He could not but congratulate them that they had been made the honored instruments in carrying out so interesting and important an experiment. He doubted not they would continue to pursue the objects for which they had been appointed, and that they would find their reward in a proper appreciation of their services by a generous and confiding community.

In taking leave of his associates at that Board, over whose deliberations he had been permitted to preside for a brief period, he again assured them of his sentiments of high personal respect, of his best wishes for their success in every pursuit of life, and for their long-continued happiness and prosperity.
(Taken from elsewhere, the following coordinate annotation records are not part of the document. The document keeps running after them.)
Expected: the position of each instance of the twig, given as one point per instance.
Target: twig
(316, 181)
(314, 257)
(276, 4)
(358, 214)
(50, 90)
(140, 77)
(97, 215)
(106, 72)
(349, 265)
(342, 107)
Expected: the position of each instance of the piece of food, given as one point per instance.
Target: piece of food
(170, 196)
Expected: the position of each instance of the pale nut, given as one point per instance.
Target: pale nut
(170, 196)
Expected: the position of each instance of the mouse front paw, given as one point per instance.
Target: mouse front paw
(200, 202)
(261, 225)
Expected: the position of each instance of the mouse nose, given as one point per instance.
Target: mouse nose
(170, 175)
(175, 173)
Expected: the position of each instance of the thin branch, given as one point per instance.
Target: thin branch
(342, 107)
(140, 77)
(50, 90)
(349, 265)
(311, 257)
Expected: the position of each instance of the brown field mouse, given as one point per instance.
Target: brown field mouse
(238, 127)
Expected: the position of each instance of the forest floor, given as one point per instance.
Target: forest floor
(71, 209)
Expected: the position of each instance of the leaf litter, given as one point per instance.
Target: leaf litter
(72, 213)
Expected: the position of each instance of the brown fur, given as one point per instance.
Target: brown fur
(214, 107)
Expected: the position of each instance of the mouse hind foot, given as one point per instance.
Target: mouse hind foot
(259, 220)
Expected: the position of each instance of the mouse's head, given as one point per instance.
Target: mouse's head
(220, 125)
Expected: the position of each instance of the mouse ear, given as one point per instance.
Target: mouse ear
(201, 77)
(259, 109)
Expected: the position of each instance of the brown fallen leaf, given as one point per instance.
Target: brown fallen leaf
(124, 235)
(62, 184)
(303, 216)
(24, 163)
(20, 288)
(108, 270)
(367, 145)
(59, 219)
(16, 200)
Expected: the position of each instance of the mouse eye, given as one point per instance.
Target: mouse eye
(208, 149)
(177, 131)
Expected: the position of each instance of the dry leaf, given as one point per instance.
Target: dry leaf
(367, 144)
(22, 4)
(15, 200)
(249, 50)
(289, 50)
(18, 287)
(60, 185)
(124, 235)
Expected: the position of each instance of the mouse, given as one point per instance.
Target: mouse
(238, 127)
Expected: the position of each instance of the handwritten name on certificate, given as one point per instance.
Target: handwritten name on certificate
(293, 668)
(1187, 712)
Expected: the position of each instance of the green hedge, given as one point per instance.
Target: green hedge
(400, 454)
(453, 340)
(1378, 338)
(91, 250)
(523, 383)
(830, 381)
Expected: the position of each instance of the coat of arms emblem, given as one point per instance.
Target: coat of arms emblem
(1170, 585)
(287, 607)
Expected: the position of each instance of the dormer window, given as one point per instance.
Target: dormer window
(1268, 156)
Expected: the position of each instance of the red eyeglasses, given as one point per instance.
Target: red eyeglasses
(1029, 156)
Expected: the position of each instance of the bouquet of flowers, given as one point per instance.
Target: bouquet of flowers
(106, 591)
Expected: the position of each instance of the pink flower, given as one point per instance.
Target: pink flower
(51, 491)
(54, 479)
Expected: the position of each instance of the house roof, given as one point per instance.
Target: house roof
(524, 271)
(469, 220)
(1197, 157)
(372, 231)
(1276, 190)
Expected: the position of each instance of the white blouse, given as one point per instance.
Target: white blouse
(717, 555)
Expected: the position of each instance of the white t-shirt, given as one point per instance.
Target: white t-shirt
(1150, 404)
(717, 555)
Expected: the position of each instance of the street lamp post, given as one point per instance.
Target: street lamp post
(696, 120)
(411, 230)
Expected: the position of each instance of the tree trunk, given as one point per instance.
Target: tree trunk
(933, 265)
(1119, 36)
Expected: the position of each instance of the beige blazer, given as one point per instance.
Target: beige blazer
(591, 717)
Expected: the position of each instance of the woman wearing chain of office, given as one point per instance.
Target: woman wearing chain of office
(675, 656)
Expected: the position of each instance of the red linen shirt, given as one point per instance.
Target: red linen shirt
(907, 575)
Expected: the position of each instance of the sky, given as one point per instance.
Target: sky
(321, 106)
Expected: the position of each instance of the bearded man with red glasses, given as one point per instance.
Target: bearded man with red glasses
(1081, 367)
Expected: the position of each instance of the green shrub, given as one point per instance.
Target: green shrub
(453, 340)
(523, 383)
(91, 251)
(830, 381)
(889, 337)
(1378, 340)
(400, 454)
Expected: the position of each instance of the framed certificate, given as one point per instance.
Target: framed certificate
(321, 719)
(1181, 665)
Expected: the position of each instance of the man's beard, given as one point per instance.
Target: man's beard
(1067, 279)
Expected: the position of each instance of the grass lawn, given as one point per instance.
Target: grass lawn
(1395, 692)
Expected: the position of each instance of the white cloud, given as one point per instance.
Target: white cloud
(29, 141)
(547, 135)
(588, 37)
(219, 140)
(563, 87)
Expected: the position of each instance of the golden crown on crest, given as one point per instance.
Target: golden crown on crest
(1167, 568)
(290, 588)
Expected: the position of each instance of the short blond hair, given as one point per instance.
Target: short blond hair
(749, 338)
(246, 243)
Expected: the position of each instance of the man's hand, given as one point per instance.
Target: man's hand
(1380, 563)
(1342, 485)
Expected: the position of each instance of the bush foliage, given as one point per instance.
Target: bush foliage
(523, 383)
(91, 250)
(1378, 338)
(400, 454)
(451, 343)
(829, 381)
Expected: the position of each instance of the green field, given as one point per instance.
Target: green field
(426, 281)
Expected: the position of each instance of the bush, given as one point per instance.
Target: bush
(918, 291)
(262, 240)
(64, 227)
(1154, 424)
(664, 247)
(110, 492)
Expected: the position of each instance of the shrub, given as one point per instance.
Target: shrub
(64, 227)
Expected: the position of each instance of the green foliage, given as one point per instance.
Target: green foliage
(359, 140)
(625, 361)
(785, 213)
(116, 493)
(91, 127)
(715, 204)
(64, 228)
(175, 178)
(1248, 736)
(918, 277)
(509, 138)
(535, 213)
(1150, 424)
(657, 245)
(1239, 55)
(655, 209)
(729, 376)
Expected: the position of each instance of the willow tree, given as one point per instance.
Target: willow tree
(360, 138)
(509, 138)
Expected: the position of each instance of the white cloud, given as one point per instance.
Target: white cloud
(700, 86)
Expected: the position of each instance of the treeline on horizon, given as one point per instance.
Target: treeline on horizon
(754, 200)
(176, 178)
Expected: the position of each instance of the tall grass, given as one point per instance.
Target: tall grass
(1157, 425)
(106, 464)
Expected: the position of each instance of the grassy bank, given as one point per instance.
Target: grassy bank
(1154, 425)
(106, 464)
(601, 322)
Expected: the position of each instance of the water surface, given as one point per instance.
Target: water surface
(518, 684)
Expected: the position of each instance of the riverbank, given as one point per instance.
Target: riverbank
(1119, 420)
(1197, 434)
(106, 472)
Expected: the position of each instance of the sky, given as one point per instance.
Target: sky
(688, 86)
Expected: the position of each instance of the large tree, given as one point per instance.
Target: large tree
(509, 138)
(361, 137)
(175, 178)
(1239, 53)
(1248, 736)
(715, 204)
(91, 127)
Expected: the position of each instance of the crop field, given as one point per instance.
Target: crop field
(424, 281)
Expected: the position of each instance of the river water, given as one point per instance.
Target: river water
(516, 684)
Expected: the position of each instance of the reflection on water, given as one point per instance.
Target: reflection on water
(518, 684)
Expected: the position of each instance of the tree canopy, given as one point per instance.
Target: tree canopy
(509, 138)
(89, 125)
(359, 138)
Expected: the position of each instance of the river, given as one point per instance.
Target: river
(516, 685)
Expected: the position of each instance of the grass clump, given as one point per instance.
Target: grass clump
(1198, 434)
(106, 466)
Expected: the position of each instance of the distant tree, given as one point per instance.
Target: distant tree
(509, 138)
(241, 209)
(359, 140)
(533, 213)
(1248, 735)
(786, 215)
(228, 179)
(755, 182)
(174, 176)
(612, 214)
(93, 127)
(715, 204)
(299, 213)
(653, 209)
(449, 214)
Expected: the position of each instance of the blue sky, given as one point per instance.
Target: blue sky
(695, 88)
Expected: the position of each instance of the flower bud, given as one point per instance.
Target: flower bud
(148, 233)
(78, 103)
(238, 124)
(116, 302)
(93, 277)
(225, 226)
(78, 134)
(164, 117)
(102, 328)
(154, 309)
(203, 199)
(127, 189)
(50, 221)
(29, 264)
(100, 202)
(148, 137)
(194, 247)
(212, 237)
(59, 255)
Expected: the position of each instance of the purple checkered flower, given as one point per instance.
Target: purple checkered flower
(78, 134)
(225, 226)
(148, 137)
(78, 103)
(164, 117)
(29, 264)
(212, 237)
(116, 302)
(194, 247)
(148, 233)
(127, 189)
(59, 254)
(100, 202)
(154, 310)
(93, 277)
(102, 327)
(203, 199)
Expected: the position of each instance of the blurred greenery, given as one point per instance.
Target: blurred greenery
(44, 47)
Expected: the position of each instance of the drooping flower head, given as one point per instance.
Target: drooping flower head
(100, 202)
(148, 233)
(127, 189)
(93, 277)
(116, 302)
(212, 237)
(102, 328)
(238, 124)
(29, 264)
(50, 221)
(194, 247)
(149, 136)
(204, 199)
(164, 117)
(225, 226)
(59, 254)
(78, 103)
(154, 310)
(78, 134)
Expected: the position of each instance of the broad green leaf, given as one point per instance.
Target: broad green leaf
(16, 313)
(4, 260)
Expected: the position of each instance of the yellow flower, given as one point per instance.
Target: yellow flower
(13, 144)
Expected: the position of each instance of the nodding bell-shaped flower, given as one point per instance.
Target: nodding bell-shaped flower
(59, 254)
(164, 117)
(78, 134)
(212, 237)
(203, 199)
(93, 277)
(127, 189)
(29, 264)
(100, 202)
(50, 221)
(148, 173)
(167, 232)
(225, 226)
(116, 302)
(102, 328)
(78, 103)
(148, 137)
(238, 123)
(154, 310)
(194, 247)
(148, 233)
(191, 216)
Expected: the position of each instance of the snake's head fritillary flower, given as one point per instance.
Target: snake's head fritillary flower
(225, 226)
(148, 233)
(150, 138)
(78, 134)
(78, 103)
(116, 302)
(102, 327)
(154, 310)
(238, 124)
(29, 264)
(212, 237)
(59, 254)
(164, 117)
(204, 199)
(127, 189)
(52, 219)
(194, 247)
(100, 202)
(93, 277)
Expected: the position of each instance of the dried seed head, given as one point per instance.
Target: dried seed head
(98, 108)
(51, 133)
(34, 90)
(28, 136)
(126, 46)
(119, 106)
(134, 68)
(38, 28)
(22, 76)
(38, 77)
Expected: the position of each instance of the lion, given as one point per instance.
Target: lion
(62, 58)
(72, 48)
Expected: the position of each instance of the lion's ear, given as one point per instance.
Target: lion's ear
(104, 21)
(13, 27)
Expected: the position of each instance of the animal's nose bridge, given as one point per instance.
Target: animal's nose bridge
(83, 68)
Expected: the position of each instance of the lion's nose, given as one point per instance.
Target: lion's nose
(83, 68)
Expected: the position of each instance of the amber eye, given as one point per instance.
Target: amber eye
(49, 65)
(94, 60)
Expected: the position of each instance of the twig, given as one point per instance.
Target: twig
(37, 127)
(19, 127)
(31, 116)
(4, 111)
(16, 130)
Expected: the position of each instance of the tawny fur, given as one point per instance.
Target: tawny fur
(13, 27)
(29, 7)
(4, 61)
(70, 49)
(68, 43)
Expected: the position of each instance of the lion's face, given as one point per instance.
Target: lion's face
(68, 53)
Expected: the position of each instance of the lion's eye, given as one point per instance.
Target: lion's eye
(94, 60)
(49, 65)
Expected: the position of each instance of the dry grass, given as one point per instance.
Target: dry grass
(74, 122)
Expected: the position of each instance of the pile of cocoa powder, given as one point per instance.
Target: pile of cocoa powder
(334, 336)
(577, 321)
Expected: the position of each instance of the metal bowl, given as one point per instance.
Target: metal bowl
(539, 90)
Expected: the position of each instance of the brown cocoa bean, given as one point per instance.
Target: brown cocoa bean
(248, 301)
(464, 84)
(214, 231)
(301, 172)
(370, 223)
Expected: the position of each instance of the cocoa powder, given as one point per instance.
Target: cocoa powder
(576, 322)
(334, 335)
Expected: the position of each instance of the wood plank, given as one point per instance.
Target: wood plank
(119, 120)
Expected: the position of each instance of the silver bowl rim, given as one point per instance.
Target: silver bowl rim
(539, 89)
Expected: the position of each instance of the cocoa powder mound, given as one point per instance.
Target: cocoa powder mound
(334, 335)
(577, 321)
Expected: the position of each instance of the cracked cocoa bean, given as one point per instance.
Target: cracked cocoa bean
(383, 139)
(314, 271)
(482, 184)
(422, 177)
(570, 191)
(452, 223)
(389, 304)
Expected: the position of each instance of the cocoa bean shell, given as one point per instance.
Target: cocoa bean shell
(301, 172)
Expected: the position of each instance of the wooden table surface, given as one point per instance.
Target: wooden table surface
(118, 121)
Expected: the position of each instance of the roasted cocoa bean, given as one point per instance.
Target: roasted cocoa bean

He thereupon left the chair, and took leave of the Board. It was hereupon voted, that the thanks of the Board be presented to His Excellency Governor Washburn for the prompt and efficient manner in which he has attended and presided at its meetings, and that the Secretary be requested to transmit to him a copy of this vote, and request of him a copy of his remarks, to be entered upon the records, and to be printed.

The committee instructed to confer with the owners of lands adjoining the State Farm at Westborough, and procure bonds from them for the sale of such as are needed by the Commonwealth, presented their report through Mr. Lewis, the Chairman, that they had attended to the duty assigned them, and procured bonds running to the first of April, and amounting in the aggregate to the sum of $19,340.

At this meeting it was voted, that a committee be appointed to petition the Legislature to grant an appropriation sufficient to purchase the additional lands, as recommended by the Committee on Improvements, and which the interests of the State, and the increased wants of the State Reform School, require.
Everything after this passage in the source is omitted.